O Senado Federal deve votar na próxima semana a Proposta de Emenda à Constituição (PEC) que cria uma aposentadoria especial para agentes comunitários de saúde e agentes de combate às endemias. Classificada pelo governo federal como uma “pauta-bomba”, a proposta tem impacto fiscal estimado em R$ 30 bilhões ao longo de dez anos, segundo projeção da Previdência Social.
Embora tenha adiado a votação na semana passada, o presidente do Senado, Davi Alcolumbre (União-AP), manteve a proposta em tramitação.
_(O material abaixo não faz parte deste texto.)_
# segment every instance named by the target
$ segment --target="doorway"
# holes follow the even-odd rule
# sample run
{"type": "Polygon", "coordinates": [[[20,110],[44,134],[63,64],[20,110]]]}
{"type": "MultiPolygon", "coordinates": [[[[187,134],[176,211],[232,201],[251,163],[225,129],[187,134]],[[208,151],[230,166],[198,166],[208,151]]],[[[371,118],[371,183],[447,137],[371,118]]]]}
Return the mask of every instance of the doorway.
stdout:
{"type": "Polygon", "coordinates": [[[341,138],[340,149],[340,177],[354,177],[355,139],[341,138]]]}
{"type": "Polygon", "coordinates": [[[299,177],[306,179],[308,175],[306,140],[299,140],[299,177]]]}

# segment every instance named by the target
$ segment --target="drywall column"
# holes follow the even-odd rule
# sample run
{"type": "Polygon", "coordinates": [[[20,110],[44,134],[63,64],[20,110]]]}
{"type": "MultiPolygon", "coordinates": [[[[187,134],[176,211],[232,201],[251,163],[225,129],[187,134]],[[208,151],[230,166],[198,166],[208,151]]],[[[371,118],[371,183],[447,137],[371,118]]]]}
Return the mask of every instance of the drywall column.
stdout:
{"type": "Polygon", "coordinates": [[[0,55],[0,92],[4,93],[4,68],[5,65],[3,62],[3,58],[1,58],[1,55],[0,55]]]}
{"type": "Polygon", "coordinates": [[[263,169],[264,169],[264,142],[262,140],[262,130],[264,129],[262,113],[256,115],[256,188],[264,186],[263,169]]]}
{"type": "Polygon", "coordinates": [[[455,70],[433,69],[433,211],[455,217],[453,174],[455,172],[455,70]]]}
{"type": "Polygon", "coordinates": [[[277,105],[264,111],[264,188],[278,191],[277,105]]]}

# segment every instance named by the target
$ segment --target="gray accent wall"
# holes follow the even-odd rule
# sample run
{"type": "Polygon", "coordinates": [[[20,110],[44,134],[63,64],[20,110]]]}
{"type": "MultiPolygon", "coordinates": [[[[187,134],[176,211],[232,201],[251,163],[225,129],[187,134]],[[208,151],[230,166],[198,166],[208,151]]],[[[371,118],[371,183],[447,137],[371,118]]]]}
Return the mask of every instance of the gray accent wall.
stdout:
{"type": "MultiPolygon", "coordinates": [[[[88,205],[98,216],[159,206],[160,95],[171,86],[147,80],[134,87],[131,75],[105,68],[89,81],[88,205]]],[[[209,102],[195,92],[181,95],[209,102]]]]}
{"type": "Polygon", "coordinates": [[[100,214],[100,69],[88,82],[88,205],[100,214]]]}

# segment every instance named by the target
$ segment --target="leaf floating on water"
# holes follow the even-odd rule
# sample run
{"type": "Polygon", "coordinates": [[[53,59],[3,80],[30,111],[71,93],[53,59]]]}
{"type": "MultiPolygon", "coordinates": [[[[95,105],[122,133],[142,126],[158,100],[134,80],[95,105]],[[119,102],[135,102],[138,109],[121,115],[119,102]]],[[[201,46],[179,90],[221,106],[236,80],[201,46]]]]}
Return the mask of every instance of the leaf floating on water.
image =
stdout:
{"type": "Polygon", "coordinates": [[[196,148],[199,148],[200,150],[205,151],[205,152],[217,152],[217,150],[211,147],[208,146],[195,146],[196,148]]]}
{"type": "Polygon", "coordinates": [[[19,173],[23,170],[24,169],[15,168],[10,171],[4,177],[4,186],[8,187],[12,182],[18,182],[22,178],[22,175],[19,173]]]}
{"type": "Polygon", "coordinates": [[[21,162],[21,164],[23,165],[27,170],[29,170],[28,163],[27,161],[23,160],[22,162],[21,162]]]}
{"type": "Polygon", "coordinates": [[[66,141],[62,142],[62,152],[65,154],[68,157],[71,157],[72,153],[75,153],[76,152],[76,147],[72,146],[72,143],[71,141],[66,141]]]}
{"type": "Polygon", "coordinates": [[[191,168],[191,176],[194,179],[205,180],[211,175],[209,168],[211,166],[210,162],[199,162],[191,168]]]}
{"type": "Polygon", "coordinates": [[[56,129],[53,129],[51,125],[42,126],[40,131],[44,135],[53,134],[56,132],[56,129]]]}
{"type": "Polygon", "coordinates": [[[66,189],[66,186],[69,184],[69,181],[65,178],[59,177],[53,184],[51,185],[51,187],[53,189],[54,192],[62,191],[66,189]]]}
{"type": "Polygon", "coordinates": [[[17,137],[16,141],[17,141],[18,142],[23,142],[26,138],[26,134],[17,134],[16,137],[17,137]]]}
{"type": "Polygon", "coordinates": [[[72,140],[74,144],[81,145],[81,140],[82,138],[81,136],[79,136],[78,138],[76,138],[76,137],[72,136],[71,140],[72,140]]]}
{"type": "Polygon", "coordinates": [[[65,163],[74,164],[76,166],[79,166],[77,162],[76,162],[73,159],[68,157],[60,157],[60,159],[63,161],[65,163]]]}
Pelo cronograma da Casa, o texto deverá estar apto para ser analisado antes do início do recesso legislativo, previsto para 18 de julho.
Além da aposentadoria especial, a PEC estabelece a regularização do vínculo funcional dos agentes comunitários de saúde e de combate às endemias, proibindo contratações temporárias ou terceirizadas, exceto em situações de emergência em saúde pública.
Na última terça-feira (30), Alcolumbre informou em plenário que a tramitação seguirá o rito constitucional previsto para propostas de emenda à Constituição. Segundo ele, não haverá aceleração do processo antes do cumprimento das cinco sessões deliberativas exigidas para a votação em primeiro turno.

“Estou deixando claro o rito processual que vou adotar: primeiro, não vou tirar a proposta de deliberação; segundo, não vou votar o calendário especial para a gente quebrar o interstício. Não vou fazer isso. Eu vou ouvir cinco sessões; quando eu ouvir cinco sessões, vou botar em votação o requerimento do calendário especial para a gente suprimir as outras três, fazer a votação do segundo turno e marcar a sessão de promulgação”, afirmou o presidente do Senado.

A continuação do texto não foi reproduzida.